Test. To read a set of token ranges do the following:
- Split the set of token ranges to smaller intervals.
- For each token range find which nodes and shards own it.
- In parallel read token ranges while minimizing node and shard concurrency.
We want this…
…instead of this.
The Task
We want to read a given set of token ranges as fast as possible. This can be a full table scan, reading only token ranges for which a Scylla node is the primary replica, or any other subset of a table. Maximal throughput is the goal.
Introduction
Read this first: Use parallel efficient full table scan with ScyllaDB to scan 475 million partitions x12 faster. The linked article relies on randomization which doesn’t always lead to optimal performance. Also it recommends splitting token ranges into larger intervals than what lead to better results in my case. But it’s a great start.
To run performance tests I implemented a Java application ran directly on a Scylla node. The application used com.scylladb:java-driver-core-shaded:4.14.1.0
as a Scylla driver. The cluster was running ScyllaDB version 4.6.11-0.20221128.6c0825e2a
, 28 nodes with 72 shards each (80 CPU cores in total), replication factor 3, Murmur 3 paritioner.
For simplicity here we read token ranges only from a single Scylla node for which this node is the primary replica.
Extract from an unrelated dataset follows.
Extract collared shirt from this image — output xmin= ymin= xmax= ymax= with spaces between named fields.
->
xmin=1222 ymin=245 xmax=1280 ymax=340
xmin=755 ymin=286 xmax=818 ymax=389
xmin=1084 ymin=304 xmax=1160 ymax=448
The idea can be extended but you need to track load not only for each shard, but for a tuple of (replica, shard).
Step 0: Set routing token for SELECT token range statement
Assuming that your read query has form of SELECT token(key), key, ... FROM ... WHERE token(key)>:starttoken AND token(key)<=:endtoken BYPASS CACHE;
. Help Scylla driver to send the request to where it belongs by calling setRoutingToken
:
...
.bind()
.setToken("starttoken", tokenRange.getStart)
.setToken("endtoken", tokenRange.getEnd)
.setRoutingToken(tokenRange.getEnd);
Most probably you don’t want to neither cache read data nor evict other data from the cache for other queries. That’s why BYPASS CACHE
. Caching also doesn’t make performance testing easier.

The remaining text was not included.